I've had good results with code generation for minimal proof-of concept things, like 'show me code for [maze construction algorithm]' or 'visualize this platonic solid in mathplotlib, with numeric labels on every vertex' or 'fetch data from https://hacker-news.firebaseio.com/v0/item/34741898.json and build a pandas dataframe from it'.

I've come to prefer it to visiting Stack Overflow when I need to get up to speed on a new thing, so that I don't have to read people's petty ego trips or irrelevant answers. I also find it responsive when I give carefully detailed prompts to develop an algorithm, as it saves me a lot of typing mistakes and syntactical screwups, eg mixing up dimensions in 3d or flipping [x:] and [:x]. Debugging sometimes feels faster than on my own code, because I didn't mentally commit to the error and create a blind spot for myself.
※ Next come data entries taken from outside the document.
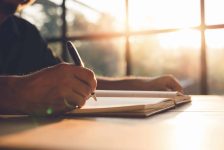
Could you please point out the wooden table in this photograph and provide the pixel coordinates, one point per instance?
(195, 126)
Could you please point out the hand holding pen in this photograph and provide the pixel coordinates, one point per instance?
(77, 59)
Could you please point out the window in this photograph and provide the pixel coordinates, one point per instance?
(142, 38)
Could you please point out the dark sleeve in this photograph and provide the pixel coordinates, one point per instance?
(34, 53)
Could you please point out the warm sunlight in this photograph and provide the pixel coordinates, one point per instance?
(182, 39)
(151, 14)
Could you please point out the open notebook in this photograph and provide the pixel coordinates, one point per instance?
(130, 103)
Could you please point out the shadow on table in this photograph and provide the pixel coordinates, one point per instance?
(14, 124)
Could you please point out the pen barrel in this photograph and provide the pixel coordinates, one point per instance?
(74, 54)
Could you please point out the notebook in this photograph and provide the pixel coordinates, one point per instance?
(113, 103)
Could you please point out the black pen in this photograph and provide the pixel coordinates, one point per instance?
(77, 59)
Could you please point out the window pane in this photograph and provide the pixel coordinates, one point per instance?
(46, 16)
(104, 57)
(173, 53)
(157, 14)
(56, 48)
(214, 11)
(93, 16)
(215, 45)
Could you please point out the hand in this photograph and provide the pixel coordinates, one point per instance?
(50, 90)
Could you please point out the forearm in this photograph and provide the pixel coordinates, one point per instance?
(8, 97)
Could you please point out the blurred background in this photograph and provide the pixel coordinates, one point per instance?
(119, 38)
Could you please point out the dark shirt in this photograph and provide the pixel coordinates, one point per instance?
(22, 49)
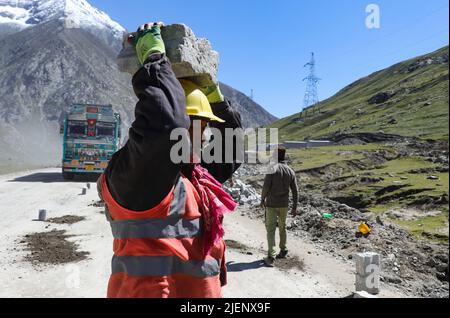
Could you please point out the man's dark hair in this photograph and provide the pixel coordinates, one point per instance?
(281, 154)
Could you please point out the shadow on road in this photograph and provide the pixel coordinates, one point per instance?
(53, 177)
(240, 267)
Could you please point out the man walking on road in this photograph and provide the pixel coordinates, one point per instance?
(275, 200)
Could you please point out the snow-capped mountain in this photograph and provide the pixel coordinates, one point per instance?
(16, 15)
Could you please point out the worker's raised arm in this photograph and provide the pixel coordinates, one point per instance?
(222, 108)
(142, 173)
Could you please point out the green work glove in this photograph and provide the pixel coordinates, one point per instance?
(213, 93)
(149, 41)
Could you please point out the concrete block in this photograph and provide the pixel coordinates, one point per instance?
(369, 283)
(364, 261)
(191, 57)
(363, 294)
(368, 269)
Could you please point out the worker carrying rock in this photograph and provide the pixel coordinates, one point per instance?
(275, 201)
(166, 217)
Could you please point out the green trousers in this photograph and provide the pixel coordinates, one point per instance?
(276, 216)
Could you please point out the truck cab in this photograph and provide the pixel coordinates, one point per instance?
(91, 135)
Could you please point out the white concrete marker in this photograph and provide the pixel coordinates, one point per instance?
(368, 268)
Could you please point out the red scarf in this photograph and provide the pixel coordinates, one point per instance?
(215, 202)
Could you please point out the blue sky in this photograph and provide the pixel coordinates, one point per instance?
(264, 44)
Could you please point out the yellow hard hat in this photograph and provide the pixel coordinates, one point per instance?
(364, 229)
(197, 104)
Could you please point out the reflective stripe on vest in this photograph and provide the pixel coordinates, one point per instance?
(162, 244)
(164, 266)
(174, 226)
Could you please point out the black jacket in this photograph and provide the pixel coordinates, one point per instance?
(141, 174)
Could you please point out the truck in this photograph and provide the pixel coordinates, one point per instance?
(91, 135)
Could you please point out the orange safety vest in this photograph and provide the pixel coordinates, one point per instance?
(158, 253)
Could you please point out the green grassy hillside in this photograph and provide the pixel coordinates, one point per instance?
(409, 99)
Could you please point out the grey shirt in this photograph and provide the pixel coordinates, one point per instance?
(276, 187)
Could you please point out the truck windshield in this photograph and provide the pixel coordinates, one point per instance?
(76, 128)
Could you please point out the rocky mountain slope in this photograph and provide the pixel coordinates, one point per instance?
(253, 114)
(408, 99)
(19, 15)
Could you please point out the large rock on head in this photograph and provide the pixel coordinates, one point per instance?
(192, 58)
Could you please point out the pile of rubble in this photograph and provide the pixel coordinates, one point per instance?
(242, 193)
(418, 267)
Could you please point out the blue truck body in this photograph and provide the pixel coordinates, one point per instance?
(91, 135)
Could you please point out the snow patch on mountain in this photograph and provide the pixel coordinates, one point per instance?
(20, 14)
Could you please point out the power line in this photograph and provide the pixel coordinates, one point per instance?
(311, 95)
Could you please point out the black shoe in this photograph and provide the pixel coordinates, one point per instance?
(282, 255)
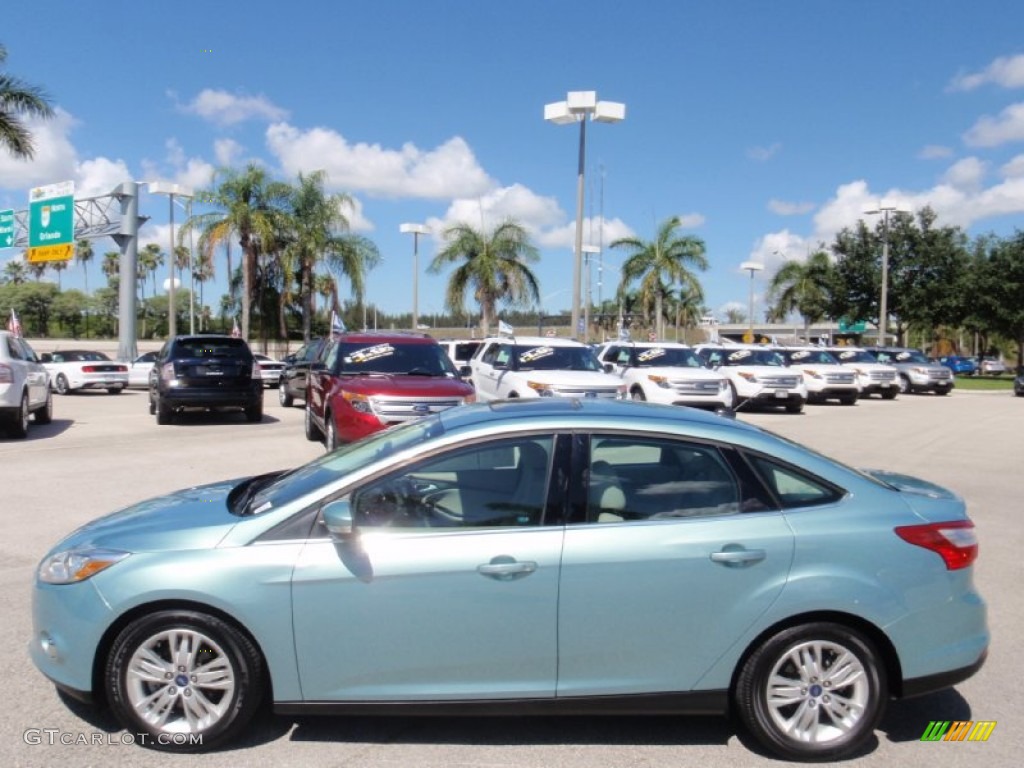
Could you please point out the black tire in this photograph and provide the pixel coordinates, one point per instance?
(801, 724)
(284, 397)
(254, 414)
(45, 414)
(312, 433)
(165, 414)
(19, 420)
(220, 655)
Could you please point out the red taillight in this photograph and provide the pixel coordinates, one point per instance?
(954, 542)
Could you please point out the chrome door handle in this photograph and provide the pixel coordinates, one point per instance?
(738, 556)
(506, 570)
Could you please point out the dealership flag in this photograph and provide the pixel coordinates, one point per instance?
(13, 325)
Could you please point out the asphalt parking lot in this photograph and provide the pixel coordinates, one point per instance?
(103, 452)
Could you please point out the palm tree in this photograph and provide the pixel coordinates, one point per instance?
(16, 99)
(804, 287)
(667, 259)
(251, 205)
(494, 266)
(318, 233)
It's much easier to get good results by specifying incremental (across multiple responses) or stepwise instructions in pseudocode, rather than big bang problem statements. Although the latter occasionally kick out magically-working complete programs, they're much more likely to yield catapults: https://www.youtube.com/watch?v=5aCgSwmm5Ho

1 comments

> I've come to prefer it to visiting Stack Overflow when I need to get up to speed on a new thing,

I'm certainly guilty of this very same mistake, key word being "mistake." I'd hope for a world where the better way would be to read some good docs which gave an accurate mental model of the thing I want to get up to speed with. You know, organized and structured knowledge.

vs a quick answer to a single point without any context.

I don't regard this as a mistake. Tools and docs don't necessarily flow from the same source, and even good docs can't anticipate every need or blind spot of every reader - if we have perfect custom documentation, then it too would have to be AI generated. If good mental models were sufficient, there would be no ned for experiment and all great programs would flow from perfectly written specifications and never contain any bugs.

I like to go back and forth between the docs and hacking together little things that do one job to maintain a feel for what I'm doing (also in many other contexts besides programming).